Предметом их поклонения, как они утверждали, были великие Властители Древности, пришедшие в наш недавно зародившийся мир с неба и жившие в нем задолго до появления первых людей. Теперь Властители Древности ушли под землю и скрылись в морских водах, но их мертвые тела посредством сновидений поведали свои тайны первым людям на Земле, которые и создали на их основе вечно живущий культ. Продолжателями его и были пленники Леграсса. Они считали, что их верования существовали и будут существовать, хоронясь от всех в тайных, разбросанных по миру местах, до той поры, пока не восстанет из своего темного дома в могучем городе Р'льех великий жрец Ктулху и не заберет всю Землю под свою власть, как это уже было в незапамятные времена. Как только звезды подадут ему тайный сигнал, он воззовет к своим приверженцам, и те будут готовы его освободить.

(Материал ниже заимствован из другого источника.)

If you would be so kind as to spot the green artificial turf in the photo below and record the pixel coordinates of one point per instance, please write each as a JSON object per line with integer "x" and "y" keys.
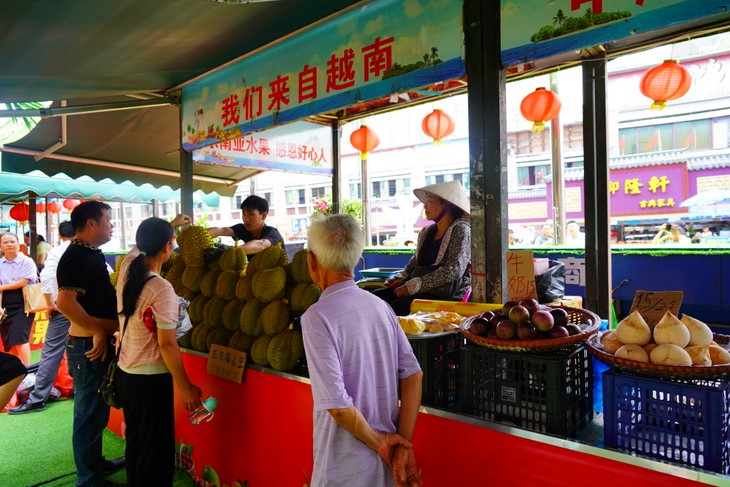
{"x": 35, "y": 449}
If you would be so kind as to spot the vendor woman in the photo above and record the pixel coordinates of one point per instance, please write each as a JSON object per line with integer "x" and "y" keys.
{"x": 440, "y": 267}
{"x": 16, "y": 271}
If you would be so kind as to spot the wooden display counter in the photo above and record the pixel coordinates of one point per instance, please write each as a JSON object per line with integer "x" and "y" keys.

А до той поры ничто больше не должно быть сказано вслух, заявили пленники, ибо главную тайну не вырвать из них никакими мучительными пытками. Человек — отнюдь не единственная мыслящая тварь на Земле, ибо для поддержания веры в немногих своих адептах из вечного мрака уже появлялись некие существа. Но это были не великие Властители Древности. Ни один человек не видел Властителей Древности. Что же до резного идола, то он изображает Великого Ктулху, и никто не может сказать, подобны ли ему остальные Властители Древности, равно как никто из людей не сумеет прочесть древнюю надпись на пьедестале идола, приблизительное содержание которой передается из уст в уста. Впрочем, сам ритуальный напев не является тайной — его лишь нельзя произносить громко в присутствии непосвященных. Напев этот означает: «В своем доме в Р'льехе мертвый Ктулху ждет и видит сны».

Позднее лишь двое из арестованных были признаны достаточно нормальными для того, чтобы отправиться на виселицу за совершенные ими злодеяния, остальных же передали в различные психиатрические клиники. Все они, впрочем, отрицали свое соучастие в убийствах несчастных скваттеров, утверждая, что те были совершены Черными Крылатыми Богами, прибывшими к ним на празднество из незапамятно древнего места собраний в населенном призраками лесу. Добиться более ясного рассказа от этих слабоумных мистиков было невозможно. Все сведения, которыми располагала полиция, были вытянуты главным образом из престарелого метиса по имени Кастро, заявившего, что давным-давно судно, на котором он плавал, заходило в не обозначенные на карте порты и что ему доводилось разговаривать с живущими в горах Китая бессмертными жрецами культа.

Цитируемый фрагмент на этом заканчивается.